周正堂把老花镜摘下来,在衣角上擦。
“六年前那会儿,市里刚出过一起翻案的事,鉴定所卡得严——凡是有争议的死因,取材必须留蜡块,封存十五年。这规矩后来废了,可六年前,正是最严的时候。”
“您的意思是——”
“翻附页。”老头把眼镜戴回去,“那年做复核,谁经手的,写着呢。”
温则鸣把卷宗往后翻了七八页,停住。
登记栏里,一行小字:索沟部位皮肤取材,制蜡块两枚,切片四张,封存。
“在。

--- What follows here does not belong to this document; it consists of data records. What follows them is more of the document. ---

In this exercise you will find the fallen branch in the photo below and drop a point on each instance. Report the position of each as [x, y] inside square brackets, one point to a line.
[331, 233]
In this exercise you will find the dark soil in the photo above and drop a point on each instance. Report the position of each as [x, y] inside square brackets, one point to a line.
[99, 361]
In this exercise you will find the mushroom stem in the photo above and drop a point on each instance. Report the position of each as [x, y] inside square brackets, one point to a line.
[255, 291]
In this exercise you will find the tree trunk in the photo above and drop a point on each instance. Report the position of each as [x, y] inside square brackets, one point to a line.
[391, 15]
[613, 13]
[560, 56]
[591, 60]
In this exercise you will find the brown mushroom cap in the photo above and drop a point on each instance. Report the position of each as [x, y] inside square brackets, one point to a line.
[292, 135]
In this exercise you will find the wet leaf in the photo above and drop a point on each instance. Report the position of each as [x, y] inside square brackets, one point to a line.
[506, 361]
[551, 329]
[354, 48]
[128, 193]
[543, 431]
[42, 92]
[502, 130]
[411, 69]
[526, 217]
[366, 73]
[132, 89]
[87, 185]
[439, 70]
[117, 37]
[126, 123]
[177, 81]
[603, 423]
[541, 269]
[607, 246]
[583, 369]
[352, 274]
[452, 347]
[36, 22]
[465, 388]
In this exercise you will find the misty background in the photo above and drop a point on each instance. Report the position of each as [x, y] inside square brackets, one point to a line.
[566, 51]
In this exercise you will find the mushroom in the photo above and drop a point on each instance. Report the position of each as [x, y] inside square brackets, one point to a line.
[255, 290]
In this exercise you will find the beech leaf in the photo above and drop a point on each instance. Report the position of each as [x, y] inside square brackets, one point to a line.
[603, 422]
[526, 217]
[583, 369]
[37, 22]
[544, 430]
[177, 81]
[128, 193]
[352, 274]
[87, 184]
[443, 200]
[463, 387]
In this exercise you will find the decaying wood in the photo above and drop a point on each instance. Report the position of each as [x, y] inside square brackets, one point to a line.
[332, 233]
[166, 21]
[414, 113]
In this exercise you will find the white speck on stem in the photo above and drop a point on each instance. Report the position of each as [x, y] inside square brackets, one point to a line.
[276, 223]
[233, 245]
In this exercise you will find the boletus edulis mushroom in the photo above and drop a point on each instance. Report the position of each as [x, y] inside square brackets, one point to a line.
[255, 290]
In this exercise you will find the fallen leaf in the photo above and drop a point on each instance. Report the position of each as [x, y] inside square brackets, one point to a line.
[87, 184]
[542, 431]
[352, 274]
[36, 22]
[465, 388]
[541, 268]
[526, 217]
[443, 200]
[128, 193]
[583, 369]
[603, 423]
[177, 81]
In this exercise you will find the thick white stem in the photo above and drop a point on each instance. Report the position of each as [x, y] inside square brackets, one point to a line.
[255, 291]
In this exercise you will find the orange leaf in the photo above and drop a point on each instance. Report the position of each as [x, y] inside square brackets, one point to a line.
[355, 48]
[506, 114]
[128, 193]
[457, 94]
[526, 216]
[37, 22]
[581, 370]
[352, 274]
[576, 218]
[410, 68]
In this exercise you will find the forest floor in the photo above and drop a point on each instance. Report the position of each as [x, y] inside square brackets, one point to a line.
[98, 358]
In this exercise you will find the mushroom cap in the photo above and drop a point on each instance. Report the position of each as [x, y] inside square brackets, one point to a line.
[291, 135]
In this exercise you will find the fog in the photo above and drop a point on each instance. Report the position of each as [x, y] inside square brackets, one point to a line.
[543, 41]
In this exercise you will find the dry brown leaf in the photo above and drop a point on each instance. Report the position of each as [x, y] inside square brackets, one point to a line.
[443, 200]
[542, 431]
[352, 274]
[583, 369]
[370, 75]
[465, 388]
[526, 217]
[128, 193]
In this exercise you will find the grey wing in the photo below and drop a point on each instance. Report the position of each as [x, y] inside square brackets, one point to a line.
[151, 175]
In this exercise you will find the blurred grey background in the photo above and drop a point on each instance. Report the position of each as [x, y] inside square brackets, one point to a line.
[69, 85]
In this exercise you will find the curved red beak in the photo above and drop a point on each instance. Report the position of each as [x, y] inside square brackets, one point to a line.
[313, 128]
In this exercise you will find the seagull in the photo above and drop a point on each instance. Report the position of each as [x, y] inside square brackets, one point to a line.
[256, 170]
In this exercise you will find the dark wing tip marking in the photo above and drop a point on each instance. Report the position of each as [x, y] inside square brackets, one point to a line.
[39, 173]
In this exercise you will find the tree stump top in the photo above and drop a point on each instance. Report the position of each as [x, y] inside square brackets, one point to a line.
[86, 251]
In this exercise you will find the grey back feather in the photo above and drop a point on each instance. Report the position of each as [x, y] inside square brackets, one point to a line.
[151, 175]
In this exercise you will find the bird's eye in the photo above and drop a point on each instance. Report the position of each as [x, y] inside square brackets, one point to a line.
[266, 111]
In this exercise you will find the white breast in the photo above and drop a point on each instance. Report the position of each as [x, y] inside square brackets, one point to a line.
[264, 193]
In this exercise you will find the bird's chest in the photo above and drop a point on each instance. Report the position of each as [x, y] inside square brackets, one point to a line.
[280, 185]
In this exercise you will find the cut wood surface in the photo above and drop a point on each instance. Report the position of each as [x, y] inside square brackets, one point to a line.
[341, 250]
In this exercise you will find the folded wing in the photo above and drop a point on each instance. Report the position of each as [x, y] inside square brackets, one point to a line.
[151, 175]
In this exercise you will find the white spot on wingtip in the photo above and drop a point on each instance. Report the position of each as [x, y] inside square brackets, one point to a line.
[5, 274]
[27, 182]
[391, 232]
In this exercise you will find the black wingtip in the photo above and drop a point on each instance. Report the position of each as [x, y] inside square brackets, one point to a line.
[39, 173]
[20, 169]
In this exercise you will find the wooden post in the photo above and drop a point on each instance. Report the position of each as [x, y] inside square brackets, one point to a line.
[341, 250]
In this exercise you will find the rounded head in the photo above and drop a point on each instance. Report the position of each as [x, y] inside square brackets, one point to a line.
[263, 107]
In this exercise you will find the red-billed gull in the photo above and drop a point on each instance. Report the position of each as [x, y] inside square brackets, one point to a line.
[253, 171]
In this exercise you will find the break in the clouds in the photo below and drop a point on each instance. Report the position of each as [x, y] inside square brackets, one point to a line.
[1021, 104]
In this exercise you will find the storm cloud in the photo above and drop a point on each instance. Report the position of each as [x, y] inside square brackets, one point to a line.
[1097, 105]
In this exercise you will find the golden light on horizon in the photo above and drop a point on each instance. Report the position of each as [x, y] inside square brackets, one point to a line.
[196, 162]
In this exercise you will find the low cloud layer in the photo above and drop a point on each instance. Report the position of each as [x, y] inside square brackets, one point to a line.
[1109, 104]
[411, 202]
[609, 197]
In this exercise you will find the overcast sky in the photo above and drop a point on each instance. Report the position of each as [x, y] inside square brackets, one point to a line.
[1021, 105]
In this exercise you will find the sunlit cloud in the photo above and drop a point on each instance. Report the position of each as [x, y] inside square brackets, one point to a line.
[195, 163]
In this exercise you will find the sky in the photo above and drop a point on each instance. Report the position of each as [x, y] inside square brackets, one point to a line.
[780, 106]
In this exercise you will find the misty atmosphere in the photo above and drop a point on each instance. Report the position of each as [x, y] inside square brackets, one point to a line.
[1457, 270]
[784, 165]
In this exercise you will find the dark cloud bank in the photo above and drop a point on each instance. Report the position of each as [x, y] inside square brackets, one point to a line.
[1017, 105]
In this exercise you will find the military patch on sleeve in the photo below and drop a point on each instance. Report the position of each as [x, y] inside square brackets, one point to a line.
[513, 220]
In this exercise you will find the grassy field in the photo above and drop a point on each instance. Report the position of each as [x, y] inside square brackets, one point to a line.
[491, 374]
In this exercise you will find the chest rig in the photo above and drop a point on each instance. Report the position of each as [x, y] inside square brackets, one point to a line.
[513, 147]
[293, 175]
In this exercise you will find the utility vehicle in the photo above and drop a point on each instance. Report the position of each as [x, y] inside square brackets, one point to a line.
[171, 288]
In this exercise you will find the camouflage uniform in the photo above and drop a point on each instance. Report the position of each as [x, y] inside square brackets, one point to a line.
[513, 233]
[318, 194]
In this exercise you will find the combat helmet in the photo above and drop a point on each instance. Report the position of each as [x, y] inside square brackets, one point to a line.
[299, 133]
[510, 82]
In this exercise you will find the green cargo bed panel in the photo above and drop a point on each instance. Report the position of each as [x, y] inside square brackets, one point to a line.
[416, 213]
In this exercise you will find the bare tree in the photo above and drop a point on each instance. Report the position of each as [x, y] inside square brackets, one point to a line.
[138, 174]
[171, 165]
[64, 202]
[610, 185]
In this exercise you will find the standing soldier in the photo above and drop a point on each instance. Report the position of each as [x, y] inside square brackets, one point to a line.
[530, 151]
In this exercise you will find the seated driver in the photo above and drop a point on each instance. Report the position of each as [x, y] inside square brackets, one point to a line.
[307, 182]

”他抬起头。
“我就说在。”周正堂哼了一声,“我那时候还年轻,跑过一趟那个库房,冷得跟太平间似的。”
“师父,这一条我确实不知道。”
“你才干几年。”老头把手一背,“往后你就知道了——办老案子,一半靠技术,一半靠有人还记得当年的规矩。”
他合上卷宗,站起身。
“调蜡块。重新切,重新染。”
“让那两道沟,自己开口,说说谁先谁后。”
病理复检的结果,两天后出来。
温则鸣把两张显微照片并排投上幕布,左边标着“水平沟取材”,右边标着“斜行沟取材”。
“左边。”他的激光笔圈出真皮层内一片片深染的区域,“表皮压迫变薄,真皮内出血明显,可见组织反应——生活反应阳性。这道沟形成的时候,他活着。”
“右边。”红点移过去,那片组织干净得近乎苍白,“皮肤受压变形,但没有出血,没有反应——生活反应阴性。这道沟形成的时候,他已经死了。”
“先勒,后吊。”
“盛百川不是自缢。”温则鸣关掉激光笔,“他是被人勒死之后,挂上去的。”
结论一出,整个案子从“死因复核”翻成了“命案侦查”。而命案的第一个问题,摆在所有人面前——
密室。
“书房门从内侧锁闭,这是当年认定自杀的三根柱子之一。”韩东升被专班临时借来支援,一来就直奔要害,“遗书一根,索沟一根,密室一根。索沟这根你锯了,剩下两根呢?”
“一根一根锯。”温则鸣调出现场照片,“先看门。”
六年前的照片上,那扇书房门的锁具拍得很清楚——老式球形旋钮锁,内侧按下中央按钮即锁闭。